According to an early report in the Pine Bluff Daily Graphic, around 11:00 p.m. on the night of Friday, October 2, 1903, Constable Ed M. Crutchfield “attempted to arrest McCollum on a warrant charging McCollum with having assaulted another negro.” McCollum resisted arrest and shot Crutchfield in the arm. He was arrested the following morning and put in the jail at Sheridan. Around midnight, “a mob of 15 to 25 strong broke open the jail, took McCollum out, tied him to a tree nearby and riddled his body with bullets.” In keeping with the tropes present in many lynching reports, the mob was described as having done its work “quietly” despite firing so many guns in the middle of the night, “and few knew before daylight that the lynching had occurred.”

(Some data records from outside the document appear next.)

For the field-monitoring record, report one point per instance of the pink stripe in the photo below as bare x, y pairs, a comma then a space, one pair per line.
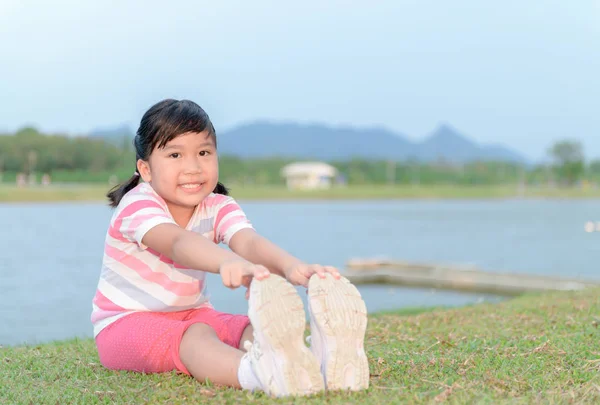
133, 208
144, 271
104, 303
116, 234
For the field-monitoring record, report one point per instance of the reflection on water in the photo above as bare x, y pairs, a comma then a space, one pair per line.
51, 253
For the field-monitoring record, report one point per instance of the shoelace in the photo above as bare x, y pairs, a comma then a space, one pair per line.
308, 340
253, 349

Subsequent reports did not add much information. A Nashville News article described the mob as “masked.” Others, such as the Arkansas Democrat, gave the name of the lynching victim as E. D. Collum and added that the constable’s wound might result in the loss of his arm. The Democrat also specified that the constable was located in Davis Township. The 1900 census shows one Edd McColim, age twenty, living in Davis Township of Grant County with his parents, Elic and Cilvia, and seven siblings.
For additional information:
“Body Riddled.” Pine Bluff Daily Graphic, October 6, 1903, p. 1.
“Lynch Law at Sheridan.” Arkansas Democrat, October 7, 1903, p. 1.
“Negro Killed.” Nashville News, October 10, 1903, p. 1.